Sa dernière participation en commandement actif sera en 2400, lorsqu'il est envoyé loin, sur Jadis, aider à la défense de la petite colonie sur Sephonos, puis, sur le retour, mener une opération coercitive sur Botmélie, dont les astronefs avait attaqué des unités terriennes. En quatre mois, il obtient la capitulation du roi Philippe I Verlean, qui se voit contraint d'accepter pendant cinquante ans un résident Terrien avec droit d'ingérence.
Depuis 2391, il est systématiquement élu député d'Ephèse au sein du parlement de la Fédération, où il se rangera dans une optique résoluement colonialiste. Pendant les trente années suivantes, il sillonnera l'empire colonial terrien aussi bien en tant que député que Général intégré à l'état-major. Entre 2421 et 2426, il est nommé ministre des armées de la Fédération, et est alors l'un des militaires les plus influents de l'état.

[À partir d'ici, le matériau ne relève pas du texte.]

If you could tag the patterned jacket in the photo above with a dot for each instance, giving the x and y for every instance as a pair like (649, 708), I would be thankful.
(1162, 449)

Finalement, en 2427, la guerre civile sur Mazaharpet dégénère, et abouti à une intervention erikeane. Une dernière fois, le général Mannerheim se rendra hors du système solaire; pendant trois ans, il sert comme conseiller militaire de la ligue du sud, où il s'avère d'une aide précieuse pour contenir l'avancée erikeanne, erikeans pour lesquels le vieux général est l'une des principales menaces. Mais cela ne restera pas longtemps le cas: atteint d'un cancer incurable, Mannerheim doit quitter Mazaharpet, et choisit de mourir sur Ephèse, ce qui sera le cas deux ans après.
Un des militaires les plus décorés de l'histoire de la Fédération Solaire Unie, il est passé à la postérité comme un des archétypes du militaire terrien colonial, aussi bien compétent et sévère que cependant juste; l'hostilité de ses pairs à son égard a elle été enterrée sous la poussière de l'histoire. Quant à Ephèse, il y est encore considéré comme un héros national, et le jour de sa mort y est férié.